Tracking a protocol like this? Our companion app, StackMyMed, lets you log doses, schedule them, and check interactions across everything you take — alongside, never instead of, your clinician’s guidance.
Wegovy vs. Zepbound: What the Evidence Actually Tells You
The SURMOUNT-5 data is the most direct answer we have to the question of which drug produces more weight loss, and it favors tirzepatide by a meaningful margin. A 6.5 percentage-point difference in weight reduction at 72 weeks translates to roughly 7-9 kg for a person starting at 120 kg — the difference between achieving a 15% and a 20%-plus reduction threshold.
At the same time, a few pieces of context matter here. First, Wegovy has a completed cardiovascular outcomes trial behind it; tirzepatide does not yet. For a patient whose primary concern is CV risk reduction alongside weight loss, that SELECT trial data is not trivial — it gives prescribers and patients a quantified risk benefit that tirzepatide cannot yet match with equivalent evidence.
Second, individual response varies more than the trial averages suggest. In SURMOUNT-5, some participants on semaglutide outperformed the average tirzepatide participant. The average is a population statistic. Your response is individual.

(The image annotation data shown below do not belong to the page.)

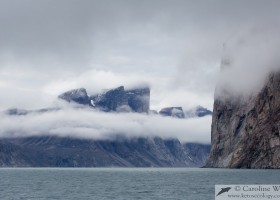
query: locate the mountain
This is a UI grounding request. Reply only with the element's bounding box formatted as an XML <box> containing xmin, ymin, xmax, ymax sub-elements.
<box><xmin>0</xmin><ymin>136</ymin><xmax>210</xmax><ymax>167</ymax></box>
<box><xmin>206</xmin><ymin>72</ymin><xmax>280</xmax><ymax>168</ymax></box>
<box><xmin>58</xmin><ymin>88</ymin><xmax>90</xmax><ymax>105</ymax></box>
<box><xmin>58</xmin><ymin>86</ymin><xmax>150</xmax><ymax>113</ymax></box>
<box><xmin>159</xmin><ymin>107</ymin><xmax>185</xmax><ymax>118</ymax></box>
<box><xmin>185</xmin><ymin>106</ymin><xmax>213</xmax><ymax>118</ymax></box>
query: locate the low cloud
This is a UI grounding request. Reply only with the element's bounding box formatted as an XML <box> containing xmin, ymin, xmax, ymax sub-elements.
<box><xmin>216</xmin><ymin>24</ymin><xmax>280</xmax><ymax>96</ymax></box>
<box><xmin>0</xmin><ymin>108</ymin><xmax>211</xmax><ymax>143</ymax></box>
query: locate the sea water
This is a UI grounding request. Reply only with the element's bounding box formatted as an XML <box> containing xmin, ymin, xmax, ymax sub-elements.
<box><xmin>0</xmin><ymin>168</ymin><xmax>280</xmax><ymax>200</ymax></box>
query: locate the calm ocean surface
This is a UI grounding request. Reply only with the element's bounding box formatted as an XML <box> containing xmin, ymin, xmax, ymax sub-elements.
<box><xmin>0</xmin><ymin>168</ymin><xmax>280</xmax><ymax>200</ymax></box>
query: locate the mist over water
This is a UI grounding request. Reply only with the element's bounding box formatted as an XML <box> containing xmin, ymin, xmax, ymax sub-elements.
<box><xmin>0</xmin><ymin>168</ymin><xmax>280</xmax><ymax>200</ymax></box>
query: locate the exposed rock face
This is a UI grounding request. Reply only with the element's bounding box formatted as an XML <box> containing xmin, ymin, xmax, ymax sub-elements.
<box><xmin>185</xmin><ymin>106</ymin><xmax>212</xmax><ymax>118</ymax></box>
<box><xmin>90</xmin><ymin>86</ymin><xmax>127</xmax><ymax>112</ymax></box>
<box><xmin>206</xmin><ymin>73</ymin><xmax>280</xmax><ymax>168</ymax></box>
<box><xmin>58</xmin><ymin>88</ymin><xmax>89</xmax><ymax>105</ymax></box>
<box><xmin>0</xmin><ymin>137</ymin><xmax>210</xmax><ymax>167</ymax></box>
<box><xmin>90</xmin><ymin>86</ymin><xmax>150</xmax><ymax>113</ymax></box>
<box><xmin>126</xmin><ymin>88</ymin><xmax>150</xmax><ymax>113</ymax></box>
<box><xmin>159</xmin><ymin>107</ymin><xmax>185</xmax><ymax>118</ymax></box>
<box><xmin>58</xmin><ymin>86</ymin><xmax>150</xmax><ymax>113</ymax></box>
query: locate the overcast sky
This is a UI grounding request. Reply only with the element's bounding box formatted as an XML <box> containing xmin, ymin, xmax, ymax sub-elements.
<box><xmin>0</xmin><ymin>0</ymin><xmax>280</xmax><ymax>109</ymax></box>
<box><xmin>0</xmin><ymin>0</ymin><xmax>280</xmax><ymax>142</ymax></box>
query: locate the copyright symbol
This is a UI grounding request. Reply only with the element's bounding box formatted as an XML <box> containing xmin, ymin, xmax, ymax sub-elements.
<box><xmin>235</xmin><ymin>186</ymin><xmax>241</xmax><ymax>191</ymax></box>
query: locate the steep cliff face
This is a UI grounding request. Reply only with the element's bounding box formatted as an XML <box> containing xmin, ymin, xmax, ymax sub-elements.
<box><xmin>159</xmin><ymin>107</ymin><xmax>185</xmax><ymax>118</ymax></box>
<box><xmin>206</xmin><ymin>72</ymin><xmax>280</xmax><ymax>168</ymax></box>
<box><xmin>0</xmin><ymin>136</ymin><xmax>210</xmax><ymax>167</ymax></box>
<box><xmin>58</xmin><ymin>86</ymin><xmax>150</xmax><ymax>113</ymax></box>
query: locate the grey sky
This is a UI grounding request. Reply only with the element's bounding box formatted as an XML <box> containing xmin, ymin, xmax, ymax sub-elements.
<box><xmin>0</xmin><ymin>0</ymin><xmax>280</xmax><ymax>109</ymax></box>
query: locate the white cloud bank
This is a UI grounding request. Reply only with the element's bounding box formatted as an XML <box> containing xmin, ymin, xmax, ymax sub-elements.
<box><xmin>0</xmin><ymin>108</ymin><xmax>211</xmax><ymax>143</ymax></box>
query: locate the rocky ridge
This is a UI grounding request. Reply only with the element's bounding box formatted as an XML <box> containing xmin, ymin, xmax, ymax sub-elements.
<box><xmin>206</xmin><ymin>72</ymin><xmax>280</xmax><ymax>168</ymax></box>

Third, compounding GLP-1 analogues from unregulated sources introduces risks that the efficacy gap cannot justify. The 20.2% average from SURMOUNT-5 was achieved with pharmaceutical-grade, dose-verified tirzepatide under clinical supervision.
The actionable conclusion: if your prescriber determines you are a candidate for GLP-1-based weight management, tirzepatide has stronger efficacy data. Wegovy has a longer safety track record and the only completed cardiovascular outcomes trial in this class. Cost, insurance access, your individual GI tolerability, and your prescriber's recommendation should shape the final decision — not a trial average read in isolation. If you want more background on how GLP-1 peptides work before that conversation, start with our peptides for weight loss overview or dive deeper into the Ozempic vs. Mounjaro comparison for the type 2 diabetes-labeled versions of these same molecules.
This article is for informational purposes and not medical advice. Peptides, especially those marketed for therapeutic use, can interact with medications and health conditions. Consult a licensed physician before starting any supplement, particularly if you are pregnant, nursing, taking prescription medications, or managing a chronic condition.